May 1, 2026·4 min read

Deliberate Practice for Painters

Why painting practice usually fails the deliberate-practice test, and what an Anders Ericsson-style training session at the easel might actually look like.

The phrase "10,000 hours" gets thrown around a lot. Most people who use it haven't read Anders Ericsson, whose research the number is loosely drawn from. The book is Peak (2016), and its central argument is much narrower than the cliché. It's not that 10,000 hours of anything produces mastery. It's that 10,000 hours of a very specific kind of practice — deliberate practice — produces mastery, and most of the hours people log in any given pursuit don't qualify.

This is worth taking seriously if you paint, because it explains something most working painters notice eventually: a lot of painting time doesn't seem to make you better. You can do it for years and stay at the same level.

The cause is almost always that the practice isn't deliberate.

What Ericsson actually said

Three conditions, roughly:

A clearly identified target skill. Not "get better at painting." Something narrower — "improve the value transitions in skin tones," "lay in a grisaille faster," "match Sargent's edge quality in a head study."

Immediate, specific feedback. Not "this looks nice." Specific external comparison: against the model, against a master copy reference, against a teacher's critique, against your own previous best attempt.

Operating at the edge of current ability. Not in your comfort zone. The practice has to be slightly beyond what you can already do, which means most of your attempts will fail, which is uncomfortable, which is why most people drift back into doing what they already know how to do.

If you spend an evening at the easel painting something pleasant and finishing it without ever identifying a specific weakness you're working on, comparing your result to a known standard, or attempting something you can't quite do — you've practiced. You've put in the hours. But it doesn't really count for deliberate-practice purposes. Ericsson would say you've practiced staying the same.

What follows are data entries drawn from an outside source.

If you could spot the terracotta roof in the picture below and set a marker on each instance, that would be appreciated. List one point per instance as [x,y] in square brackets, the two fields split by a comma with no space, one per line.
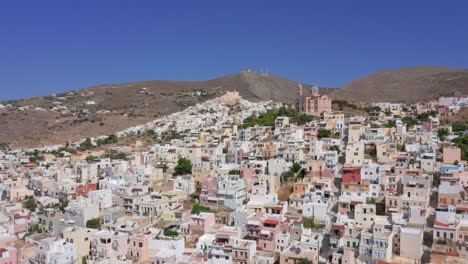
[340,227]
[441,224]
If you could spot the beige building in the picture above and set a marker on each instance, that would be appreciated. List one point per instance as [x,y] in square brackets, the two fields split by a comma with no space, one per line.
[81,237]
[364,215]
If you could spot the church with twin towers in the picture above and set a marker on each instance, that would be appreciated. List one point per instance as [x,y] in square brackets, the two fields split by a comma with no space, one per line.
[312,103]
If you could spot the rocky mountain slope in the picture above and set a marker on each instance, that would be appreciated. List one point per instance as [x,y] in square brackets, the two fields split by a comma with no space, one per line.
[405,85]
[106,109]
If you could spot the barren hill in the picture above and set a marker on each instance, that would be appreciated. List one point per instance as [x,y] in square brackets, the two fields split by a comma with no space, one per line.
[106,109]
[405,85]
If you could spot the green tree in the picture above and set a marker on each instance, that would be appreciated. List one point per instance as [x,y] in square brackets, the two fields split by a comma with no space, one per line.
[85,145]
[184,166]
[163,166]
[391,123]
[459,126]
[111,139]
[93,223]
[442,133]
[91,158]
[62,206]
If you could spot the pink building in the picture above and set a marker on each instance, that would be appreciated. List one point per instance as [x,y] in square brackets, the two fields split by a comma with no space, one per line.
[309,132]
[314,103]
[107,244]
[264,230]
[8,255]
[451,154]
[209,192]
[200,223]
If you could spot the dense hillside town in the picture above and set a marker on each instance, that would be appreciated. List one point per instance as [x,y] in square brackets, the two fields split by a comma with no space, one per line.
[231,181]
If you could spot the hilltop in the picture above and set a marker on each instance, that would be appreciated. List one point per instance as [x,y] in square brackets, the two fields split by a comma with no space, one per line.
[105,109]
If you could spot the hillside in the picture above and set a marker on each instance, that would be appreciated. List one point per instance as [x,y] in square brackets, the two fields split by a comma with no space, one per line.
[405,85]
[106,109]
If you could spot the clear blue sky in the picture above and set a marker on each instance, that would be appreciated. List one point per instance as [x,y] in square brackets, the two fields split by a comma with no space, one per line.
[56,46]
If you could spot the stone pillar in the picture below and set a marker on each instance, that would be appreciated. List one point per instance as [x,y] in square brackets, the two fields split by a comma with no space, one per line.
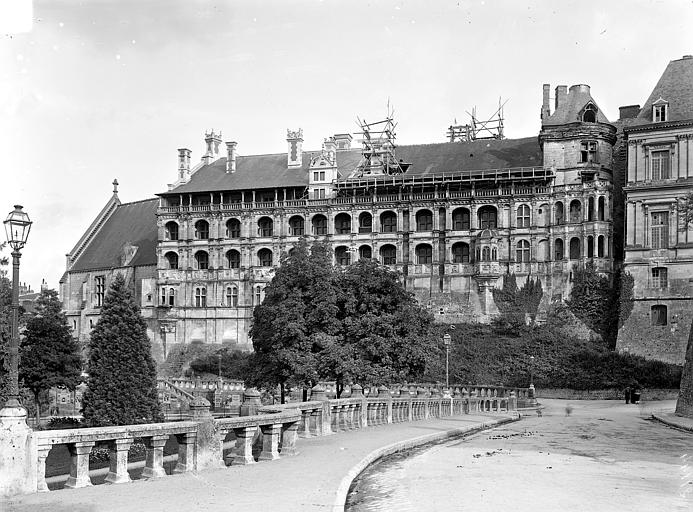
[118,464]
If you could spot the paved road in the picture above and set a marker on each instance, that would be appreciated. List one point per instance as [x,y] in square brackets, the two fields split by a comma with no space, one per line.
[604,456]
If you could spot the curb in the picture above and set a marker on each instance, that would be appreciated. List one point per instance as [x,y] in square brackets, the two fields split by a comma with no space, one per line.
[673,424]
[407,444]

Why painting is structurally hard to practice deliberately

Most domains where deliberate practice works well have a clear external standard. A chess move is right or wrong. A free throw goes in or it doesn't. A scale is in tune or it isn't.

Painting doesn't have this. The standard is the painting you intend to make, which only exists in your head, which makes it easy to redefine after the fact. You can spend three hours on a passage and decide retroactively that the result is what you meant to do. Most painters do this constantly without realizing it. It's the path of least resistance and it kills practice.

The atelier tradition solved this by introducing external standards aggressively. The Bargue plate is the external standard for early drawing. The plaster cast is the external standard for value and proportion. The master copy is the external standard for the full painting procedure. You're not painting something — you're painting that specific thing, and you can be compared against it.

This is the structural reason master copy keeps coming up. It's not because copying is intrinsically valuable. It's because it's one of the few painting activities that comes with a built-in external standard you can't redefine after the fact.

What we tried to bake into the recreation guides

When we built our 2,491 grounded recreation guides, we made a few choices that I think push the practice toward the deliberate end of the spectrum:

The unit is a specific painting. Not "Vermeer-style" — A Lady Writing. The target is unambiguous.

Each guide has a phase structure with explicit transitions. Underdrawing → underpainting → first pass → refining → finishing → varnishing. You can check whether you're at the phase you think you're at.

Most steps cite a source. If you disagree with a step, you can go read what the source actually says and form your own view. This sounds small. It's the difference between taking instruction and participating in a practice.

The knownGaps block names what the corpus doesn't cover. The guide isn't pretending to be complete. There's room for you to be the one who notices things the guide didn't.

What we couldn't put in: the external corrector. A master copy without a teacher critiquing it is missing the most important feedback loop. We don't have a good answer for that yet. The best workaround we know of is photographing your work-in-progress next to the original, at the same size, in the same lighting, and looking at the two side by side without flinching. It's not as good as a teacher. It's better than nothing.

A deliberate-practice session, concretely

Rough shape, if you wanted to try:

  1. Pick a specific weakness from your last painting. Not a general one. A specific one. My midtone transitions in skin are muddy. My horizon lines wander. My darkest darks read green when they should read warm.
  2. Find a passage in the collection — could be one square inch of a Sargent head, one small Constable sky — that demonstrates the thing you want to fix.
  3. Set up to paint that passage at the same size as the original, with the original visible next to your easel.
  4. Paint it. Compare. Don't redefine what you were trying to do. The original is right there.
  5. Paint it again, with the corrections you can see from the first attempt.

That's a 90-minute session. It's much less satisfying than painting a complete new picture. It also produces more improvement per hour than almost anything else you can do at the easel.

The classical atelier tradition has been quietly running this loop for two centuries. We're trying to make the external standards part — the specific painting, the source-cited procedure — available to people who can't get to an atelier.

The feedback loop is on you. There's no version of this where someone else does that part.